Eventually he asked me this question: do you want to be here?
“Not really,” I said.
“Then why did you go?” He asked like he’d really found some hole in the plot of my life.
“Because visiting this place isn’t about me. It’s about your mom, and I love her, so I went.”
He gave me this long confused, why would a gown human do anything they didn’t want to do, look.
“Well I think this place is stupid and if I could drive I’d be out of here,” he said.
I thought about laying into him. I thought about telling him to suck it up and be a good sport, but I had a feeling he would just dig in his heels, and act like a martyr, when what I really wanted was for him to understand an important lesson about what love actually looks like.
“Listen, I love mom and she loves these sorts of places, so I go without complaining because that’s what love looks like.”
He rolled his eyes, and said “going to a wildlife refuge has nothing to do with love.”

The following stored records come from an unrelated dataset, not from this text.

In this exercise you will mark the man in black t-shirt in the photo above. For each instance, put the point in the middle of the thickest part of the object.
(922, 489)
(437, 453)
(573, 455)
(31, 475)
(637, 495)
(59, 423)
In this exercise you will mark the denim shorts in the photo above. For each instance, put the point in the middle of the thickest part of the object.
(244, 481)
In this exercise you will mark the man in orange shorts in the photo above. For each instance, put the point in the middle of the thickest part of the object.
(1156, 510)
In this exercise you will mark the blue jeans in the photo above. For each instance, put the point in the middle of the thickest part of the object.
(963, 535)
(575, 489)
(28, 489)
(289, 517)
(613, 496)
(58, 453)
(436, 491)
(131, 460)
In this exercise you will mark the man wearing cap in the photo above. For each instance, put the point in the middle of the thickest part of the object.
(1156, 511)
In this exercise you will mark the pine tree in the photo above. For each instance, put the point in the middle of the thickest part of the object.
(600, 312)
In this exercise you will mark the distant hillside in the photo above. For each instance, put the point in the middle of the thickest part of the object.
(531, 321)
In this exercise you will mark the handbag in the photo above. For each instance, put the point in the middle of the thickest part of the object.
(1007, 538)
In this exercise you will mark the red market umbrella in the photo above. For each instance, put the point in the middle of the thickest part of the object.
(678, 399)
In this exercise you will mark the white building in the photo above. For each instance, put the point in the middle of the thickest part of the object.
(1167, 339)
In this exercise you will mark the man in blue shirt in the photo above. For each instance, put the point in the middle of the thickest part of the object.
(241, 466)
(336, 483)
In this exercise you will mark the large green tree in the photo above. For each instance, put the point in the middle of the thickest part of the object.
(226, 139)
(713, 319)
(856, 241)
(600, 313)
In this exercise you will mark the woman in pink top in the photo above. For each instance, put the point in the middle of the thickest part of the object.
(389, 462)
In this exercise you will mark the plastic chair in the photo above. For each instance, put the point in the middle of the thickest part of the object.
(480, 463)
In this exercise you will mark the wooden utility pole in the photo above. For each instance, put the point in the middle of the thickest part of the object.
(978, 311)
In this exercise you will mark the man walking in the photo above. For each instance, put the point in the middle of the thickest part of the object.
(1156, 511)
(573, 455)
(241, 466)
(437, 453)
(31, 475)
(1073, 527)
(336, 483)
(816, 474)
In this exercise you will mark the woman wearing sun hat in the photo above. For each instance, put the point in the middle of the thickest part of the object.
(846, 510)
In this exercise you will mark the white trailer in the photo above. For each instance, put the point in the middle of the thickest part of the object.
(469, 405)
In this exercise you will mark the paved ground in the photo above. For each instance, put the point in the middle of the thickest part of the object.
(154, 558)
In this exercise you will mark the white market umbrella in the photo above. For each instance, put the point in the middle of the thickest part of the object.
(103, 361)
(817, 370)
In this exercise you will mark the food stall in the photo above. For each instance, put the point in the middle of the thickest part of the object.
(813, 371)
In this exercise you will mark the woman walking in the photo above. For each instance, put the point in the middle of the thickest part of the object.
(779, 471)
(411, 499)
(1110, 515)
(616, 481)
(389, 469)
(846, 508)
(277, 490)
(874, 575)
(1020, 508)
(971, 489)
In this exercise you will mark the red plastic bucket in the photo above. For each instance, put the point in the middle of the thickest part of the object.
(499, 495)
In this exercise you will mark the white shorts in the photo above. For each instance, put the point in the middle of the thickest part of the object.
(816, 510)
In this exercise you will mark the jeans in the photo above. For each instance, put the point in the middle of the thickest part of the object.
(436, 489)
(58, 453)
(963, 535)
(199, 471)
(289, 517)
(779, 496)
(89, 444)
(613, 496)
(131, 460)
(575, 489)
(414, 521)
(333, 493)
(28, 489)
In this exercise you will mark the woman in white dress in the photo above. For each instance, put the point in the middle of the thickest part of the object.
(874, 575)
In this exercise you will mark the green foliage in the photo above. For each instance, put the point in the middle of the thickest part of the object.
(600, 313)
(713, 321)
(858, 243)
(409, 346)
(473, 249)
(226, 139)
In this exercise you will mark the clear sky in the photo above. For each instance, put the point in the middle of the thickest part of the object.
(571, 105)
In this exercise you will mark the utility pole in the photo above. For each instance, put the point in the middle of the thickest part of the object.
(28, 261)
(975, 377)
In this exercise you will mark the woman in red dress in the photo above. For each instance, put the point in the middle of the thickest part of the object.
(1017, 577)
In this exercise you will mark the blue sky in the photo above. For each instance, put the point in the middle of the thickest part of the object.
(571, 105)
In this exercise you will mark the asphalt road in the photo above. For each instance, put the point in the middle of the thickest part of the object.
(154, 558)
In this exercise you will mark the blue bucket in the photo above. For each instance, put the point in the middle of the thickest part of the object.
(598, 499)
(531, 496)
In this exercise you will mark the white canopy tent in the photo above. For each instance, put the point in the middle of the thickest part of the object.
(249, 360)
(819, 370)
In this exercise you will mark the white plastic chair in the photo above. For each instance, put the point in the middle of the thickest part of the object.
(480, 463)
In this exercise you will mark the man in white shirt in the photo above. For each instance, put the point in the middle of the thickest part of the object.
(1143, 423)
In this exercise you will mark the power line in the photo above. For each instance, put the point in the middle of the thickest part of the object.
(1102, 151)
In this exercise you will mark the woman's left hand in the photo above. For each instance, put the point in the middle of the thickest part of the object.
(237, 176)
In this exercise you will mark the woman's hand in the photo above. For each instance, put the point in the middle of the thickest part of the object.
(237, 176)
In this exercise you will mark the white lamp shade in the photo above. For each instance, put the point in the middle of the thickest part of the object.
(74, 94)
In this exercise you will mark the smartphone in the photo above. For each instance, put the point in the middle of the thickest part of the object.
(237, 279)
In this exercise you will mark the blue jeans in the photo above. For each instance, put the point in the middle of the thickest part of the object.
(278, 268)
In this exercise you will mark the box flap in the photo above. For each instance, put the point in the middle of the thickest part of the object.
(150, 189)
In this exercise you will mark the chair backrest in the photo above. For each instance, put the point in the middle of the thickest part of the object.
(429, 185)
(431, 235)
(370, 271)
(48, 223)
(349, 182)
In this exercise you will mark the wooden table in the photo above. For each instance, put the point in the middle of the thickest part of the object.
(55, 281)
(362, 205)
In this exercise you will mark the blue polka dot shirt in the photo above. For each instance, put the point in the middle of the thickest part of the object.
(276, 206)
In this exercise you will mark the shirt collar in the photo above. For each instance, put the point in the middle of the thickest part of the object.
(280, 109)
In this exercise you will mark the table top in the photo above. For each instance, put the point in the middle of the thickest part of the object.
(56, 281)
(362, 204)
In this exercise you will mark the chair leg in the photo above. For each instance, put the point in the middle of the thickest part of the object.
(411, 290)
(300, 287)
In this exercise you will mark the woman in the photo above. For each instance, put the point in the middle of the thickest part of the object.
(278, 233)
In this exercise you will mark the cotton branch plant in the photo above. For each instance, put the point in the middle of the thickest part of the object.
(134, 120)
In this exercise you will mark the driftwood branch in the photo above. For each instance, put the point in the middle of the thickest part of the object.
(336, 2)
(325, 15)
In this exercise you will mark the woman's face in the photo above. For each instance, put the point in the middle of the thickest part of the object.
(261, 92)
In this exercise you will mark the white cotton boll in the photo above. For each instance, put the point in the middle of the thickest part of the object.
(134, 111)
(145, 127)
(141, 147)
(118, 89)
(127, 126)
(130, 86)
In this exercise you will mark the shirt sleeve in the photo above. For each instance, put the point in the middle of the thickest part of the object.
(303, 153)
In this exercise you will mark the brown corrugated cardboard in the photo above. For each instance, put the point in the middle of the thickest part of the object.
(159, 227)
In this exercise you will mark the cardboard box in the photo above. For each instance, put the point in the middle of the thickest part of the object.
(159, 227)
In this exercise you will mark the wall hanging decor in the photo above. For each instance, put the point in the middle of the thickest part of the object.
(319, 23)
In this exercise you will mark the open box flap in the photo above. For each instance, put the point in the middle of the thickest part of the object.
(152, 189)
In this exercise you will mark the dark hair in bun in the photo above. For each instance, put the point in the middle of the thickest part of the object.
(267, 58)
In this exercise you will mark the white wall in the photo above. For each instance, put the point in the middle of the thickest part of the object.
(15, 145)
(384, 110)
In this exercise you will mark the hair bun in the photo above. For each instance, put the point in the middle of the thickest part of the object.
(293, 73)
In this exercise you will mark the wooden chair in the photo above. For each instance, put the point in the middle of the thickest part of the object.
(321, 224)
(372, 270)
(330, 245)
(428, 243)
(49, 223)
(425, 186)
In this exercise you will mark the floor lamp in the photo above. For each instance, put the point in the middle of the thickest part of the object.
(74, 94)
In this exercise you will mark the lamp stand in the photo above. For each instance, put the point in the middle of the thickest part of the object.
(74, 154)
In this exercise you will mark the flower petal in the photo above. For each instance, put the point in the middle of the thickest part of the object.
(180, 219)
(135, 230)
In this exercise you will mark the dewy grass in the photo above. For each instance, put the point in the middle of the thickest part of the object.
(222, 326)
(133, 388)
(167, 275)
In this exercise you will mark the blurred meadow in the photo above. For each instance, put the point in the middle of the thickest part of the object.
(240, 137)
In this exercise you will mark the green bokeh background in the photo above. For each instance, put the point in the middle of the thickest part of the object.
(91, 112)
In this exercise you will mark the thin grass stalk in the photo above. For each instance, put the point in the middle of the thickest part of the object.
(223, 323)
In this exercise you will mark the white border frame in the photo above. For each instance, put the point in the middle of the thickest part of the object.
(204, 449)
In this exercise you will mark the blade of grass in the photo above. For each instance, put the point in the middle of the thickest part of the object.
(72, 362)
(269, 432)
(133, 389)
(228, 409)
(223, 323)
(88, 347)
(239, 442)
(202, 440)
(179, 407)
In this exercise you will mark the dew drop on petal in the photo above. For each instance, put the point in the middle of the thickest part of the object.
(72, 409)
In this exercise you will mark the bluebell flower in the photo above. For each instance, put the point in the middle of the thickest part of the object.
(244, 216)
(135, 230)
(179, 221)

“Oh son, it totally does. When you love someone, it can’t just be words. It’s got to be actions, too.”
I raised my hands and gestured to the swamp land and the boardwalk, and the signs describing the animals habitats.
“Going to a place like this when you don’t really want to is the purest form of love.”
He clearly didn’t like my answer.
“Listen, love can’t always be about you. Chances are you are going to fall in love some day, and that person might be perfect for you, but you will still be different people. And sometimes being in love with someone means going shopping for something that isn’t for you, or to a restaurant that you don’t really like, but your partner does. And if you want that person to know that you love them, you don’t complain, and you don’t call the thing stupid. You just go because you want to see them be happy. And do you know what happens when you do that?”
“What” he said.
“That person feels appreciated,” I said.
Then I pointed at his mother who was grinning ear to ear as she took a picture of a great white heron.
He thought about what I said. He kicked the dirt. Then he said, “fine.”
It wasn’t an angry “fine” or an I don’t like it “fine” but an “I understand fine.”
And by the time we made it back to the car to go home my wife looked at our son and said, “you’ve been very quiet.” He looked at his mother, and shrugged, and in so many ways what he was really saying was “I love you.